Das eindeutige Identifizieren dieses Sterns fällt sicher nicht leicht, denn er befindet sich mitten im Getümmel der Milchstraße und das Abschätzen von Entfernungen im Okular ist manchmal auch nicht leicht. Jetzt hilft nur eins: Sobald man meint, etwa die richtige Stelle gefunden zu haben, sollte die Vergrößerung auf mindestens 40-50x gesteigert und ein Nebelfilter in das Okular geschraubt werden. Sofern tatsächlich die richtige Gegend eingestellt ist, wird mit Hilfe des Nebelfilters knapp nordöstlich des 8mag-Sterns nun ein sehr kleiner Nebel sichtbar. Ist kein Nebel zu erkennen, so hat man sicher den falschen Stern eingestellt - dann hilft nur "rumrühren" oder ein erneuter Anlauf von 63 Cyg aus :-(
Aufsuchkarten
Dieser PN ist nicht besonders leicht zu finden. Das liegt allerdings nicht an seiner Helligkeit - der Autor konnte den Nebel mit 4" und nur 30x Vergrößerung unter einem durchschnittlichen Landhimmel auch ohne Nebelfilter zweifelsfrei erkennen.
Da NGC 7048 jedoch sehr gut auf Filter anspricht, ist bis 6" ein UHC-Filter und darüber ein [OIII]-Filter bei der Wahrnehmung sehr hilfreich. Die Nebelscheibe ist recht klein (vergleichbar mit M 57) und so stellt sich der beste Eindruck erst ab Vergrößerungen von 70x und mehr ein. Ist der Nebel ab 3-4" zu finden, so profitiert er von jedem Zoll mehr eingesetzter Öffnung stark, denn mehr Öffnung erlaubt, den PN stärker zu vergrößern, ohne dass dieser dabei zu lichtschwach wird.
Mit 8" lässt sich bei entsprechender Vergrößerung eindeutig die kreisrunde Form erkennen und ab 12" Öffnung werden feine Helligkeitsunterschiede in der Scheibe sichtbar. Besonders der südliche Rand des Nebels wirkt leicht heller und es entsteht der Eindruck, in eine neblige Blase zu schauen. Der nördliche Rand dagegen ist deutlich lichtschwächer und zur Umgebung weit weniger scharf abgegrenzt. Mit steigender Öffnung werden diese feinen Details natürlich immer deutlicher.
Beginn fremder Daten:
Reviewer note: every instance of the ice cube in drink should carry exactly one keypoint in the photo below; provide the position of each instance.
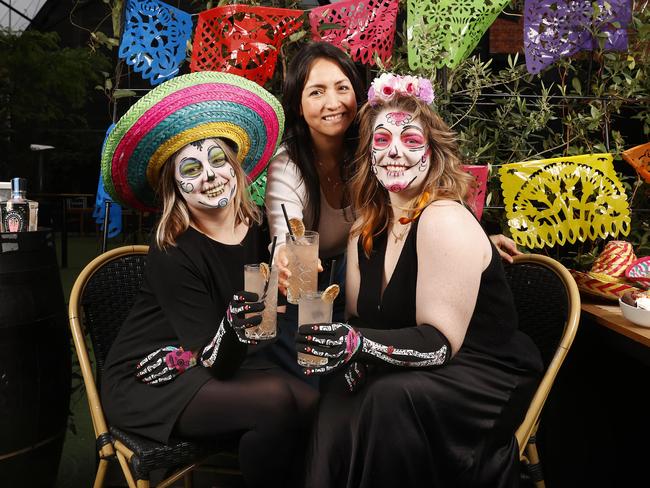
(303, 265)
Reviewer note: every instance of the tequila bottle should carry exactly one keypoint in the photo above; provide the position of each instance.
(18, 213)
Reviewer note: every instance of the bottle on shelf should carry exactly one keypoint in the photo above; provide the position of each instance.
(18, 213)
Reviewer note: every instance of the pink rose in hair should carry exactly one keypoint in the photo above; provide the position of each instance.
(410, 85)
(426, 91)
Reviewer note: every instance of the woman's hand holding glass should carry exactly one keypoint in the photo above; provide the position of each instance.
(165, 364)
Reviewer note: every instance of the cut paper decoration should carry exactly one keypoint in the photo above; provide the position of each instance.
(559, 200)
(154, 39)
(450, 29)
(257, 189)
(362, 28)
(639, 272)
(559, 28)
(242, 40)
(115, 212)
(476, 199)
(639, 158)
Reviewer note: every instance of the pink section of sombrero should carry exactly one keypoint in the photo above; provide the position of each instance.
(172, 103)
(609, 290)
(615, 259)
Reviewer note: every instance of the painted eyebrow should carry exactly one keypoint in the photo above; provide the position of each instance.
(188, 158)
(322, 85)
(407, 127)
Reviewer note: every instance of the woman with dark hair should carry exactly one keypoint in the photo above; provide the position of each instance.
(427, 382)
(310, 171)
(181, 363)
(309, 174)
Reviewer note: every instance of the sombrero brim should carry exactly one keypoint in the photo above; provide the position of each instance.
(593, 284)
(183, 110)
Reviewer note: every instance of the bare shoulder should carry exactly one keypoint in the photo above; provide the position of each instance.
(450, 218)
(451, 229)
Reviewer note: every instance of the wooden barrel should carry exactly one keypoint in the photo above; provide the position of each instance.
(35, 358)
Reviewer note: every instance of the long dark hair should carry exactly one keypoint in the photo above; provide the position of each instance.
(297, 130)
Der Zentralstern ist viel zu lichtschwach, um visuell erkannt werden zu können. Zwar taucht mit größeren Öffnungen ein schwacher Stern im Nebel auf, dieser liegt aber deutlich abseits der Mitte und ist ein zufällig in Sichtlinie stehender Feldstern der Milchstraße.